‘Don’t be mad at that shark.’ NC teen who survived attack is focus of new ABC special.
A North Carolina teenager who lost her leg in a shark attack last summer is the focus of a new Robin Roberts special airing this week on ABC.
Paige Winter of New Bern was 17 years old when she was bitten by a shark while swimming with family members in waist-deep water at Fort Macon State Park on Atlantic Beach in June 2019.
Her father, Charlie Winter, a paramedic firefighter, punched the shark repeatedly as he pulled Paige from its mouth and got her to shore. As she was being rescued, her skin gray from blood loss and her leg already “pretty much gone,” Charlie said Paige remained calm.
On the ambulance ride to the hospital, Paige told her dad, “Don’t be mad at that shark. It’s just a shark, doing its shark thing. Don’t be mad at it!”
That is your first clue that Paige Winter is no ordinary person.
Paige ended up losing her left leg and two fingers from her left hand. But she was cracking jokes for her dad’s hospital videos within hours of her amputation, and moving around with a walker within days.
“Joking about it has made it not quite as dark a place,” Paige says in “Shark Attack: The Paige Winter Story,” which airs at 10 p.m. Thursday on ABC.
“It has genuinely really helped me through this whole process. I feel like if I just sat down and moped about not having a leg, that would be more of a setback than it already was.”
Paige’s incredible progress over the past year is chronicled through video taken by her dad and by the ABC News crew. Robin Roberts visited Paige at Vidant Medical Center in Greenville about two weeks after the shark attack for the first of a series of interviews with her and her family, and with her doctors and a circle of friends.
Paige spent one month and one day in the hospital, and when it was time to be fitted for her prosthetic leg, she “wheeled into a leg appointment and walked out of it” — stunning everyone.
“What we’re witnessing does not happen,” the prosthetist says as Paige walks without holding rails. “Absolutely amazing.”
And she didn’t just return to high school that fall, she crushed her senior year, trying out for plays and running for Homecoming Queen.

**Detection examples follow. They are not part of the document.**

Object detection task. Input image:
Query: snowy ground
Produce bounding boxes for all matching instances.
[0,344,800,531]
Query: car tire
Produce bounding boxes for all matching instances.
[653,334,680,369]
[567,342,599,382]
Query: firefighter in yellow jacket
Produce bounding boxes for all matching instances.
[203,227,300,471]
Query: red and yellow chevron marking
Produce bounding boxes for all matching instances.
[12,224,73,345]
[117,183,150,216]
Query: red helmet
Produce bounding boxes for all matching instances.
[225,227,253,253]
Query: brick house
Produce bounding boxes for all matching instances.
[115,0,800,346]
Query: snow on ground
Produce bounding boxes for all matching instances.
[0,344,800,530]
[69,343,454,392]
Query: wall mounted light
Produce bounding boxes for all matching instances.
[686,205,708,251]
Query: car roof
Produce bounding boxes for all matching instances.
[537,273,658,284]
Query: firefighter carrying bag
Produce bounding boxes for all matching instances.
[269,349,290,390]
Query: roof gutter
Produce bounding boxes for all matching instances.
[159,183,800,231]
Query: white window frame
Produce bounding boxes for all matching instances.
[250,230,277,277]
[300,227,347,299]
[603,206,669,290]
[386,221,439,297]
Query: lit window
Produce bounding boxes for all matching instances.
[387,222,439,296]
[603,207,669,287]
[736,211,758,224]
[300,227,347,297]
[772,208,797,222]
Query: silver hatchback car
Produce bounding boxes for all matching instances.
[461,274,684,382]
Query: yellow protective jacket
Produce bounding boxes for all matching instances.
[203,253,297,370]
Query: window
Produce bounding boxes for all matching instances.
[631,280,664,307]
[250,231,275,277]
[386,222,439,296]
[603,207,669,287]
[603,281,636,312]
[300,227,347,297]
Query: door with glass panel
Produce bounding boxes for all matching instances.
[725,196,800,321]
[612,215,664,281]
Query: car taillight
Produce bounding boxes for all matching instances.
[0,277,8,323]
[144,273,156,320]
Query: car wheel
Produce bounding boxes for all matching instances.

Paige sometimes has down moments, but mostly, her outlook is remarkable. Her spirit is inspiring.
At the end of the special, Paige talks about her dreams for the future. And there’s no doubt she will crush that, too.
She wants to be an environmental activist, wants to save the ocean and marine life.
And she still wants people to not be mad at sharks.
“Sharks are very demonized,” Paige says. “They’re mostly docile creatures. They’re not monsters.”
Watch ‘Shark Attack: The Paige Winter Story’
“Shark Attack: The Paige Winter Story” airs at 10 p.m. on Thursday, Sept. 10 on ABC.